佐賀市に工房を構える、水辺の窯「隆(りゅう)」。その家族による初めての展覧会。「ものづくり家族」の多彩な側面が垣間見えるユニークな展示となっている。
正隆さんは佐賀大学で長く教鞭を取り、現在佐賀大学名誉教授。作家としても日本現代工芸本会員などを務め作陶を続けている。波紋をイメージする確立された作風が、安定感の中に爽やかな景色を感じさせる。
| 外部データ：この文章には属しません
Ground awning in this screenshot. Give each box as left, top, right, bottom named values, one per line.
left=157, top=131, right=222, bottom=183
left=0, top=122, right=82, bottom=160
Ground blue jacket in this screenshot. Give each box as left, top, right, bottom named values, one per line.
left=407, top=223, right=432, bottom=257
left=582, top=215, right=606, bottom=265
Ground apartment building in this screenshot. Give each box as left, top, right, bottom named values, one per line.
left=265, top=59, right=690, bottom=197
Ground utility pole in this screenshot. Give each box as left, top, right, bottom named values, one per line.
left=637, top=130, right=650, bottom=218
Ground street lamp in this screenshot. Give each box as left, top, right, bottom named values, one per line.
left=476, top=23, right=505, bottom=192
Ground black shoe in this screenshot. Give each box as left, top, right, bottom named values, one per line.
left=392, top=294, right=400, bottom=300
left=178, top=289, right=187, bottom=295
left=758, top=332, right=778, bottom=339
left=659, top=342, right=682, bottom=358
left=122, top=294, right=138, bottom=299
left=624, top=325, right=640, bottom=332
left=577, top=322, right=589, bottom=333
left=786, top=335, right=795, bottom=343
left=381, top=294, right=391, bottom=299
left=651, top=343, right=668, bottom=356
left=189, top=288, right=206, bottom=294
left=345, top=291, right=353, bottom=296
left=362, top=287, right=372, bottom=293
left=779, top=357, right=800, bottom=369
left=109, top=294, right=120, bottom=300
造隆さんの独創的な造形は、東京造形大で学んだ彫刻と、帰郷後の佐賀の名工の元での修業で培われた。ロックな一面をのぞかせる陶板や、白黒のコントラストが楽しい幾何学的な器。遊び心の中に、次代の伝統を受け継ぐ姿勢を感じさせる。
素子さんは七宝焼を出品。銀でつくる繊細なアウトラインに、グラデーション様のガラスを流し込む作品は、サイズ以上の存在感を放つ。奥行き感のある表現には、長く学芸員を務めた確かな目が生きている。
生子さんはいけばなで作品に器に華を添える。野辺の華を題材に、あえて剣山などを使わず、自然の生命力を信じた生け込みで来場者をもてなす。会期中に変化していく花々も見所だ。